Des décideurs politiques (régulateurs/superviseurs), des acteurs et investisseurs du secteur privé se sont réunis en juin 2010 à Dakar pour promouvoir l’inclusion financière en Afrique francophone à travers la banque la distance. Pour en savoir plus, cliquez ici.

 

 

Au cours des dix années passées, les décideurs politiques africains ont marqué des progrès considérables en matière de réglementation et supervision des institutions de microfinance. Cette évolution intervient à un moment où en sus de leurs préoccupations traditionnelles d’assurer la stabilité et sécurité, les régulateurs dans beaucoup de pays doivent jongler avec plusieurs priorités y compris la consolidation de banques peu performantes, l’arrivée de nouveaux acteurs et forces telles que les institutions financières non bancaires (IFNB) et le m-banking, et la réforme des banques publiques (banques postales ou caisses d’épargne par exemple).
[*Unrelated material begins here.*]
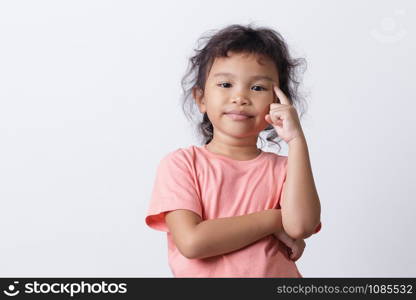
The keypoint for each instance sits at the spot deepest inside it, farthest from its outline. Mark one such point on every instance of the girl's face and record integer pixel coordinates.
(247, 87)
L’Afrique sub-saharienne se divise en plusieurs unions régionales, qui ont toutes une influence sur l’élaboration de cadres réglementaires nationaux. L’Union monétaire et économique de l’Afrique de l’Ouest (UEMOA, 8 pays) et la Communauté économique et monétaire de l’Afrique centrale (CEMAC, 6 pays) ont des monnaies communes et la circulation libre de biens et de personnes à l’intérieur de leurs frontières. La Communauté de développement de l’Afrique australe (SADC, 14 pays) et la Communauté de l’Afrique de l’Est (EAC, 5 pays) encourage la coopération et l’intégration régionale mais ne disposent pas encore de monnaie commune ou de banque centrale comme il est le cas en zones UEMOA ou CEMAC. Ces unions offrent la possibilité d’harmoniser et de rationaliser la réglementation et supervision du secteur financier. Cependant, beaucoup de pays ne font pas partie de ces unions, et même au sein des unions, les priorités nationales doivent être gérées prudemment.
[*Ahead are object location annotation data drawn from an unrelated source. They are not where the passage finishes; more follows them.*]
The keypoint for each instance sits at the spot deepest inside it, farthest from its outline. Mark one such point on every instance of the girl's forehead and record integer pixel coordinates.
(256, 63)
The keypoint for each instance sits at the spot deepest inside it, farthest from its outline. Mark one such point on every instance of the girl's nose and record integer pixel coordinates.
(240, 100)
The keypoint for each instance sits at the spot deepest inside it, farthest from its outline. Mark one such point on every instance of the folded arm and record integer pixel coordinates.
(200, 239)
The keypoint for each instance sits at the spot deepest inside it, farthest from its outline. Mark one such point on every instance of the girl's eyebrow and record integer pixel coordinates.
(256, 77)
Les gouvernements de l’Afrique sub-saharienne s’intéressent de plus en plus à la réglementation de la microfinance. De nombreux pays ont incorporé la microfinance aux lois régissant le secteur bancaire ou les IFNB, ou encore élaboré des lois ou réglementations spécifiques aux IMF. Depuis 2002, 22 pays ont adopté des lois sur la microfinance, y compris cinq pays (Kenya, Zambie, Burundi, Afrique du Sud et Tanzanie) en 2006 seulement. Des projets de législation sont en cours dans quatre autres pays pour lesquels il s’agirait d’un premier cadre réglementaire pour la microfinance. En outre, dix-sept pays ont adopté des stratégies nationales pour la microfinance.

Cependant les autorités doivent faire face à nombreux défis, y compris des systèmes de reporting peu fiables dans les IMF, un manque de transparence financière et une multitude de petites structures communautaires décentralisées. De plus, les superviseurs bancaires dans nombreux pays signalent une capacité limitée et un besoin de soutien et formation supplémentaire.
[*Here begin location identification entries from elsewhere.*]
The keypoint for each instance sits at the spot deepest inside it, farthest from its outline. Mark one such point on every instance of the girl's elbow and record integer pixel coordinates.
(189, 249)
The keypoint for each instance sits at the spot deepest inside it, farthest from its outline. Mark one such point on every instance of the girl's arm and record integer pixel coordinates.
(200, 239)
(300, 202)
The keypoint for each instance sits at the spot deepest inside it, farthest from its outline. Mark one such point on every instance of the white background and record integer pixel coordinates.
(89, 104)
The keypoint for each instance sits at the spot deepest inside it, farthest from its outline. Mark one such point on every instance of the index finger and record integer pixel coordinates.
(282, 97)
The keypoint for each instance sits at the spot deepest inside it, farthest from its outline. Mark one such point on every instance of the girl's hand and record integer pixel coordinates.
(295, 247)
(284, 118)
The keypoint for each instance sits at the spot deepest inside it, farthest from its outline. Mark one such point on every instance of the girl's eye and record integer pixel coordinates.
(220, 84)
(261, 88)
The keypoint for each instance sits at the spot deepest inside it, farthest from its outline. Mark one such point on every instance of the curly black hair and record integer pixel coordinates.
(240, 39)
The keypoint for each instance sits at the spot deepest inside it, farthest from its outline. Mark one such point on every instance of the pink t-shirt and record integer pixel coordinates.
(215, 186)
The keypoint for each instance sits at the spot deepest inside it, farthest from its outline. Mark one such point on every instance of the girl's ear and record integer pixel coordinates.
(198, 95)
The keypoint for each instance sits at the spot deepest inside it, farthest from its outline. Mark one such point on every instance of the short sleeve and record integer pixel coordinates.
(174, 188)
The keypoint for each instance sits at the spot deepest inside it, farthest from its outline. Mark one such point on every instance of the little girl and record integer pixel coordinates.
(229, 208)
La microfinance suscite un intérêt grandissant parmi les décideurs politiques en Afrique et elle s’intègre de plus en plus aux systèmes financiers formels. Un nombre croissant de pays donne la responsabilité de superviser les IMF à la même autorité de tutelle qui supervise les banques. Beaucoup de pays adoptent une approche pragmatique pour la supervision des IMF basée sur la proportionnalité de façon à ce que les institutions qui collectent l’épargne du public, et qui représentent donc un plus grand risque au système financier, soient tenues à des exigences plus élevées de reporting, de supervision et de besoins en capital que des institutions qui n’offrent que des services de crédit.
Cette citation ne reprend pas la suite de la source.